Но никогда — и в этом я убежден — не любил я жизнь столь пылко, и теперь я знаю, что каждый совершает преступление (единственное мыслимое преступление!), кто равнодушно проходит мимо хоть единого из ее обличий. С тех пор как я начал понимать самого себя, я понимаю бесконечно многое другое жадный взгляд прохожего, остановившегося перед витриной, потрясает меня, веселые прыжки собаки приводят в восторг. Я стал вдруг на все обращать внимание, ничто мне не безразлично. Ежедневно, читая газету (в которой прежде просматривал только репертуар театров и объявления об аукционах), я нахожу множество причин для волнения, книги, казавшиеся мне скучными, теперь увлекают меня.
И что удивительнее всего, я вдруг научился говорить с людьми не только во время так называемой светской беседы. Слуга, живущий у меня семь лет, интересует меня, я часто с ним разговариваю; швейцар, мимо которого я обычно проходил безучастно, как мимо подвижного столба, недавно рассказал мне про смерть своей дочурки, и это потрясло меня сильнее трагедий Шекспира. И это преображение — хотя, чтобы не выдать себя, я внешне продолжаю жить в мире добропорядочной скуки, — кажется, понемногу становится явным. Кое-кто вдруг начал выказывать по отношению ко мне сердечность, уже трижды на этой неделе ко мне приставали чужие собаки. И друзья радостно говорят мне, — как будто я перенес тяжелую болезнь, — что находят меня помолодевшим.
Помолодевшим?! Никто ведь, кроме меня, не знает, что только теперь я действительно начинаю жить. Впрочем, таково ведь общее для всех заблуждение, каждый думает, что прошлое было только ошибкой и подготовкой, и я отлично понимаю, что с моей стороны это большая дерзость, взяв холодное перо в теплую, живую руку, вывести на бесстрастной бумаге я подлинно живу.

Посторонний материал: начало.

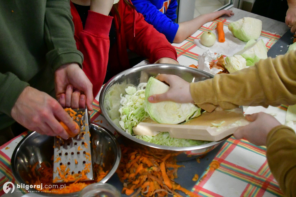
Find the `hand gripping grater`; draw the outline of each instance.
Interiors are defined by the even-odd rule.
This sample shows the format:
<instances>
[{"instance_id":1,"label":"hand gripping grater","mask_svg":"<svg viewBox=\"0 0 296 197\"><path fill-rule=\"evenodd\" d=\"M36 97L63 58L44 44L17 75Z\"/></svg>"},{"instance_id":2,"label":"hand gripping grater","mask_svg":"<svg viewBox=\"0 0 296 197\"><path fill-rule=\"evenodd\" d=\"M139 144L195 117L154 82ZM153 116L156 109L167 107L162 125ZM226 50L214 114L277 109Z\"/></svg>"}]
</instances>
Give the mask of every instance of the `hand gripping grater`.
<instances>
[{"instance_id":1,"label":"hand gripping grater","mask_svg":"<svg viewBox=\"0 0 296 197\"><path fill-rule=\"evenodd\" d=\"M87 109L65 110L80 126L80 132L66 140L55 137L53 182L93 180L89 114Z\"/></svg>"}]
</instances>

Но пусть это самообман, — только он осчастливил меня, согрел мою кровь и открыл мне глаза. И если я описываю здесь чудо своего пробуждения, то ведь я делаю это только для себя, знающего больше, чем могут мне сказать мои собственные слова. Я не говорил об этом ни с одним из моих друзей, они не догадывались, что я уже был мертвецом, и они никогда не догадаются, что теперь я воскрес. И пусть волею судьбы смерть вторгнется в мою ожившую жизнь и эти страницы попадут в чужие руки — такая мысль ничуть меня не страшит и не мучит. Ибо тот, кто не изведал волшебства таких мгновений, не поймет, — как не понял бы я сам еще полгода тому назад, — что несколько мимолетных, на первый взгляд почти не связанных между собой происшествий одного вечера могли каким-то чудом разжечь уже угасшую жизнь.